Only two percent of U.S. adults say they received a bonus or wage raise as a result of the Republican tax legislation passed in December, according to a Reuters-Ipsos poll released Monday.
In the poll, 58 percent of respondents said the GOP tax bill benefits the wealthy and corporations, while just 13 percent say it benefits the middle class.
This poll seemingly pokes a hole in the Trump administration’s theory that reducing the corporate tax rate from 35 to 21 percent is having a significant positive effect on anyone other than large corporations.
While corporations like Wells Fargo and Walmart have opted for long-term wage raises over one-time bonuses, there is more to this trend than meets the eye.
Wells Fargo announced soon after the passage of the tax bill that they would raise their minimum wage to $15 an hour. Some Wells Fargo minimum wage workers, however, were likely already receiving $15 an hour. This is because at the beginning of 2017 the bank had announced it was raising its minimum wage base to $13.50 to $17 per hour for entry-level positions. That was a 12 percent increase from March 2016 and a 19 percent increase from December 2013, according to the Charlotte Business Journal. By raising the wage to a flat $15 from $13.50, Wells Fargo was likely just responding to pressure from the labor market and playing catch-up with other banks like JPMorgan and Bank of America — both banks that raised their minimum wages to $15 an hour in 2016.
“There’s no way this was just done as a result of the tax bill getting passed. I’m glad they are doing it, but the market for talent is tightening. We’ve been seeing a bit of wage demand across the board at all levels of banking, and I can’t imagine we’re the only bank,” said Keith Mestrich, president and CEO of Amalgamated Bank to CNBC. Amalgamated Bank raised their minimum wage to $15 in 2015.

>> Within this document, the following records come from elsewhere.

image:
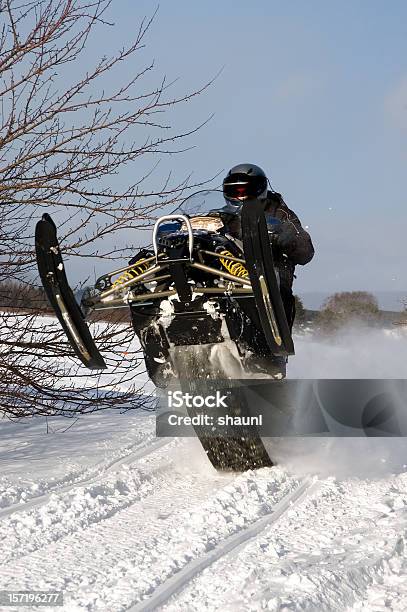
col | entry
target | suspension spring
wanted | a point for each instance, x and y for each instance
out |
(138, 268)
(233, 267)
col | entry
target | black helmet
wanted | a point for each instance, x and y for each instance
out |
(243, 182)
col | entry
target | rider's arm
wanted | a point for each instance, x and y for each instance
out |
(297, 242)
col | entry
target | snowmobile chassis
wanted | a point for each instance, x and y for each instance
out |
(259, 281)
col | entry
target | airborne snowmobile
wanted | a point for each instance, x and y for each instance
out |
(197, 291)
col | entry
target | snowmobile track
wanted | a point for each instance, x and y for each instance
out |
(142, 450)
(177, 582)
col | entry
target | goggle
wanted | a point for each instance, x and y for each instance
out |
(243, 188)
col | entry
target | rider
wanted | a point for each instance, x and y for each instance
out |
(291, 243)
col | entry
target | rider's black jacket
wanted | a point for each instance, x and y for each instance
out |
(299, 250)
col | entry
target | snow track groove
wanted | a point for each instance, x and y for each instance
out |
(98, 472)
(177, 582)
(56, 515)
(122, 560)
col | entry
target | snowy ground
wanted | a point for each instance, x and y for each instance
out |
(119, 520)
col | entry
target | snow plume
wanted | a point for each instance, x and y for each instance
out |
(356, 353)
(352, 353)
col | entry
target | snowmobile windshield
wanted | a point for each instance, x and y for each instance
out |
(202, 203)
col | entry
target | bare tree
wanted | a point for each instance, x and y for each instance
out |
(68, 130)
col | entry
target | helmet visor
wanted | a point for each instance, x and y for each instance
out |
(242, 187)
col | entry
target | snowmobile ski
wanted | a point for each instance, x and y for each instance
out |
(257, 250)
(60, 295)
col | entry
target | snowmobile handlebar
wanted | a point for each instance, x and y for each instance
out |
(185, 220)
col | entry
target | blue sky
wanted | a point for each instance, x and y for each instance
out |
(314, 92)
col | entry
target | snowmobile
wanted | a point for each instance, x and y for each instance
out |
(204, 305)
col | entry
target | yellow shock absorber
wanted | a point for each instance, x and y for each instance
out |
(138, 268)
(233, 267)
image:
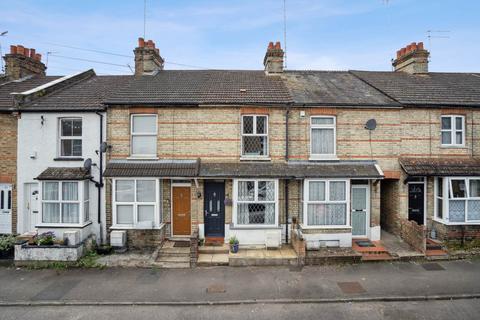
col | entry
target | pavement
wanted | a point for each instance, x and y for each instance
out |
(367, 282)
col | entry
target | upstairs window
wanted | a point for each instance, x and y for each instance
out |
(144, 135)
(255, 136)
(70, 137)
(453, 130)
(322, 137)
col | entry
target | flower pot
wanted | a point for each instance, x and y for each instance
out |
(234, 248)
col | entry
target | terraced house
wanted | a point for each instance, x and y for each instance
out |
(323, 157)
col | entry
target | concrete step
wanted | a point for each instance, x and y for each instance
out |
(214, 249)
(209, 260)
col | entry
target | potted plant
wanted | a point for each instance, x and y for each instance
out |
(234, 244)
(6, 246)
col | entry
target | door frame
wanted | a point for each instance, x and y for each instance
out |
(424, 182)
(222, 182)
(367, 201)
(174, 184)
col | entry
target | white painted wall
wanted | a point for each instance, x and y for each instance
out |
(42, 140)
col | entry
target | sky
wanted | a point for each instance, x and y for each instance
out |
(234, 34)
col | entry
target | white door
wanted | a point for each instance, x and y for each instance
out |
(360, 210)
(31, 205)
(5, 208)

The White House has repeatedly praised business like Wells Fargo, Walmart, and JPMorgan Chase for announcing wage raises or bonuses in light of the massive tax windfall they are expected to receive. Eight of America’s biggest banks will receive a $15.3 billion windfall in 2018 as a result of the tax bill, according to a Goldman Sachs report.
The bonuses these corporations and big banks have planned are, in many cases, pre-planned, and only a drop in the bucket compared to the total overall cost of the corporate tax cut. A ThinkProgress analysis of the over 50 businesses planning to award non-executive employees with a “tax bill bonus” found that a mere .1 percent of the trillion dollar corporate tax cut will be spent on employee bonuses.